Advertisement

Savers Need Protecting, Not Bankers

Share
Mary Griffin is insurance counsel for Consumer's Union's Washington office. Consumers Union is the nonprofit publisher of Consumer Reports magazine

Congress is considering proposals that mix the publicly insured banking system not only with other financial firms such as insurance and securities but also with commercial interests. That raises many of the same concerns that were part of the S&L; debacle.

Under the name of “financial modernization,” Congress and the Clinton administration are even considering permitting retail and industrial corporations to buy federally insured banks, breaking the long-standing rule that banks, which provide financing for businesses, not be allowed to own those businesses. That means that Wal-Mart down the street could also own most of the banks in your neighborhood.

Leaving aside the weighty problems associated with letting GM gobble up Citicorp, what are banks promising consumers if they are allowed to expand into all types of financial services? They promise a bigger world of “one-stop” shopping in which you can buy car insurance, invest in mutual funds and make a deposit at the same place. With the added competition, they promise, better deals are just around the corner.

Advertisement

What they don’t tell you is that as your lender, your bank may make it difficult to get a car loan unless you buy its insurance. While anxiously awaiting a mortgage approval, you can expect a call from the bank pressuring you to buy its homeowners insurance. Never mind that the insurance they’re selling is not what you need and is overpriced because of the high commissions they get from the sale. Or your bank may put the money you thought was in a safe investment into a high-risk mutual fund. You can expect calls at home from bank salespeople, who, after combing through your bank records--including recent big deposits--push some insurance product you have never heard of or a “safe” investment promising “huge” returns.

Can banks get away with such tactics in the one-stop-shopping world they seek? They can because there are no legal restrictions to prevent them. While the banks talk about modernizing the laws so they can expand their powers, what is really needed is modernization of rules that protect consumers from unfair pressure tactics and invasions of privacy.

While it is not clear that consumers will benefit from an expansion of banks into new markets in the absence of strong consumer protections, it is clear that the industries lobbying for such changes will. But it is consumers and taxpayers who are at risk.
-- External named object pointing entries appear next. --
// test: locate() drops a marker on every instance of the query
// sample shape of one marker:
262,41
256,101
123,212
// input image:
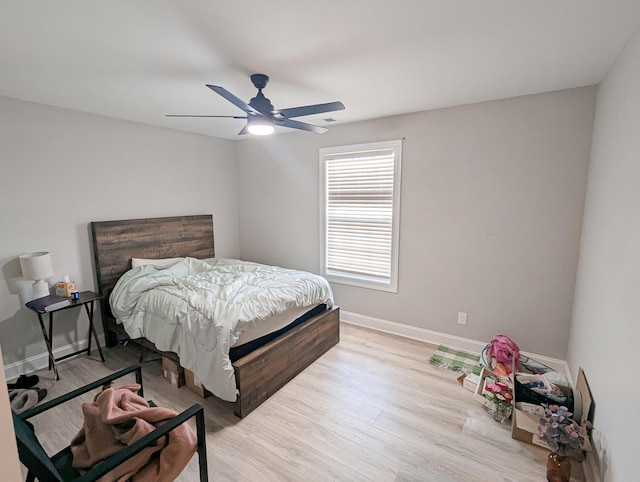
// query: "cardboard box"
469,381
477,396
173,372
195,385
524,421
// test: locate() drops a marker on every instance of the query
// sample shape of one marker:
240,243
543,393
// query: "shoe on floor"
23,399
24,381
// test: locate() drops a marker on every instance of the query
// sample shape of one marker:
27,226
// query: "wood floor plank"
370,409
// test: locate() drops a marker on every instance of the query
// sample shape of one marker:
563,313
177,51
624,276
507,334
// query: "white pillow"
160,263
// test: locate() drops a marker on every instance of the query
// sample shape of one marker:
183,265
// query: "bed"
269,364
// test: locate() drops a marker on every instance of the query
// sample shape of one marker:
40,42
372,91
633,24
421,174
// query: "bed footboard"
264,371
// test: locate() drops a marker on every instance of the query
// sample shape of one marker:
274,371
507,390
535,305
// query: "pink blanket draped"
504,350
117,418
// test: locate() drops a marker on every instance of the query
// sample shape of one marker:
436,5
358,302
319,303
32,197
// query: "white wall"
605,330
61,169
491,210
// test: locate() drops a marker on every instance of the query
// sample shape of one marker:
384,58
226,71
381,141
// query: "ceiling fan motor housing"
260,81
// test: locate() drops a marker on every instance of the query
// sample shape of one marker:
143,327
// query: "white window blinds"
360,219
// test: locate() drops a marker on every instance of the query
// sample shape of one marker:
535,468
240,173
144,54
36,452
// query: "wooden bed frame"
260,373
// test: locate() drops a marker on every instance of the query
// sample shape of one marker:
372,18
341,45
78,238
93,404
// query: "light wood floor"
372,408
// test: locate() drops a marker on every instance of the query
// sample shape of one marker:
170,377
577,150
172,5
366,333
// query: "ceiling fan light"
260,127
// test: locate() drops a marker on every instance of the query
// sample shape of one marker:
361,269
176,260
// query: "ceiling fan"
262,117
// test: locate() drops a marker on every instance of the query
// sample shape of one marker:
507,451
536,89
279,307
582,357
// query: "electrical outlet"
462,318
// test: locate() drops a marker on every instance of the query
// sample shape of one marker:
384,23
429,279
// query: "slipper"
23,399
24,381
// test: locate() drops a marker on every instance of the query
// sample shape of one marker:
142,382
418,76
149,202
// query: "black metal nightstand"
87,299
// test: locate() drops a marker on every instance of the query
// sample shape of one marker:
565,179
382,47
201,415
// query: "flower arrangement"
560,431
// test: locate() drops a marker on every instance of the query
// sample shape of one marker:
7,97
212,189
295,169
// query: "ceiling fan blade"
196,115
233,99
311,109
300,125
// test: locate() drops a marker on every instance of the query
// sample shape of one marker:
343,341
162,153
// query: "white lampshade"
37,267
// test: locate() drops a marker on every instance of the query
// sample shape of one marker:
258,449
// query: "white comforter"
198,309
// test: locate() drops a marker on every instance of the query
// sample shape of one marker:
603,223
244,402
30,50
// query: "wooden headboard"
116,242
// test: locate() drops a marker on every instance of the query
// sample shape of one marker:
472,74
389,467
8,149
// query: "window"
360,214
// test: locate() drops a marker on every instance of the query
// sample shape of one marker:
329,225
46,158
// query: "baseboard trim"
437,338
41,361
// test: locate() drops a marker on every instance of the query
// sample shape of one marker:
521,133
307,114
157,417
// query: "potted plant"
563,435
500,394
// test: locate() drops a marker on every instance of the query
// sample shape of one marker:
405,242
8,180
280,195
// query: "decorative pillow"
160,263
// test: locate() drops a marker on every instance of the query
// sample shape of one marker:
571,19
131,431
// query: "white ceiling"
142,59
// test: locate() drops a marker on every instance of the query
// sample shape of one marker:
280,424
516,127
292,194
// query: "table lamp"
37,267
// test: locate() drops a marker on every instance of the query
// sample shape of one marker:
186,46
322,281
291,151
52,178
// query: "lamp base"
40,289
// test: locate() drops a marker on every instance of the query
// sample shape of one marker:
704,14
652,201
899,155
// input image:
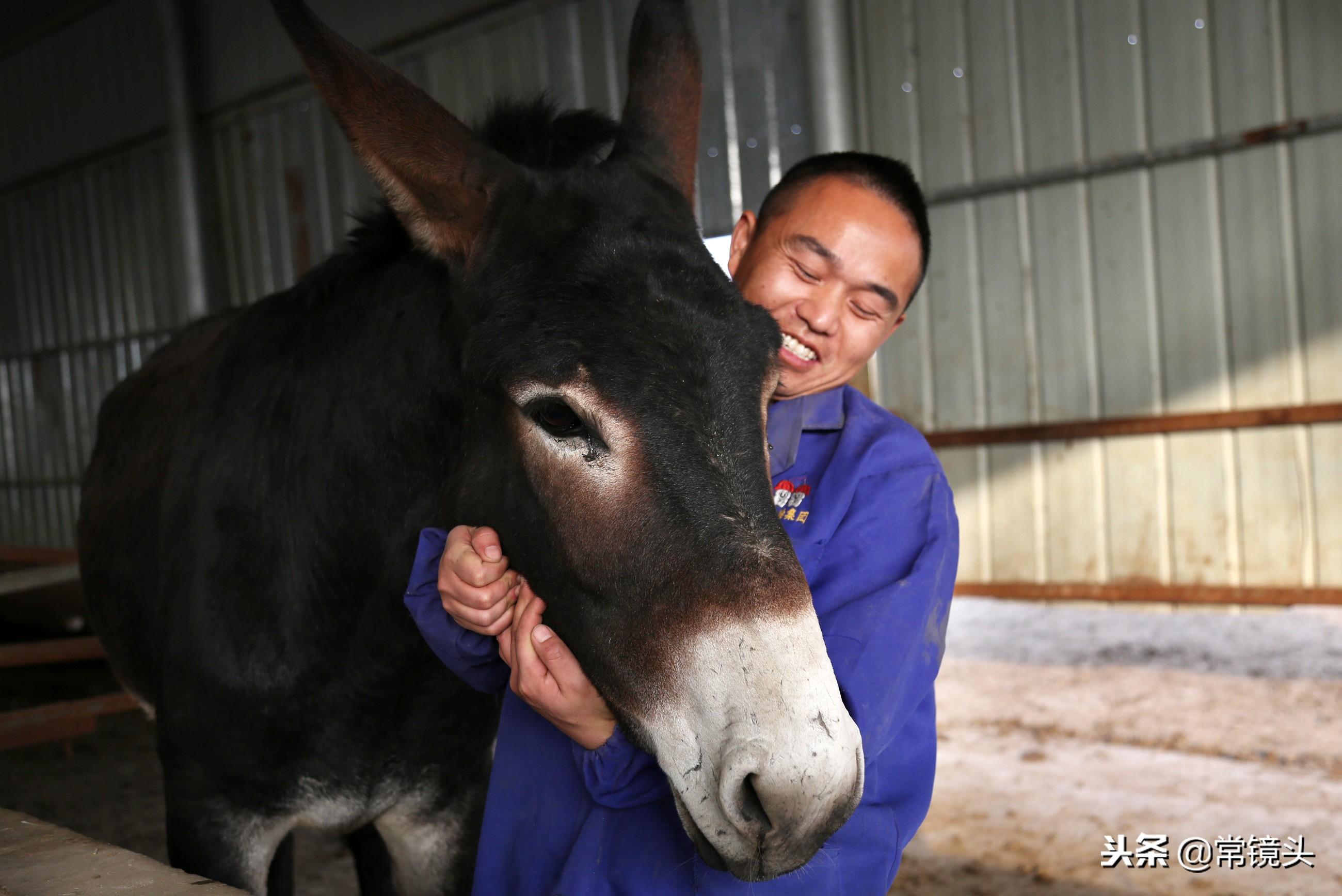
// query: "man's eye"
558,420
While some of the industry’s deregulation proposals make sense with the addition of consumer protections, one proposal is so extreme it should be off the table altogether. Breaking the long-standing barriers between banking and commerce could lead to significant problems in the economy. The concentration of power could have a disastrous impact on the economy if decisions affecting banks and the availability of credit were made by a few commercial entities or if the financial condition of those entities weakened. Further, if any nonfinancial business could own a bank, banks would no longer serve as impartial providers of credit, a role essential for a healthy U.S. economy.

Congress has the opportunity to make the new world of banking work for consumers as well as the industry. This means Congress should keep banking and commerce separate. It also means that when banks sell investments and insurance, they must comply with the same investor protections that apply to investment firms. They should tell people when a product is not insured by the FDIC. They should not be able to use their power as lenders to coerce consumers into purchasing unnecessary and unwanted products.

Congress needs to enact these safeguards to ensure that this dream for banks does not turn into a nightmare for consumers.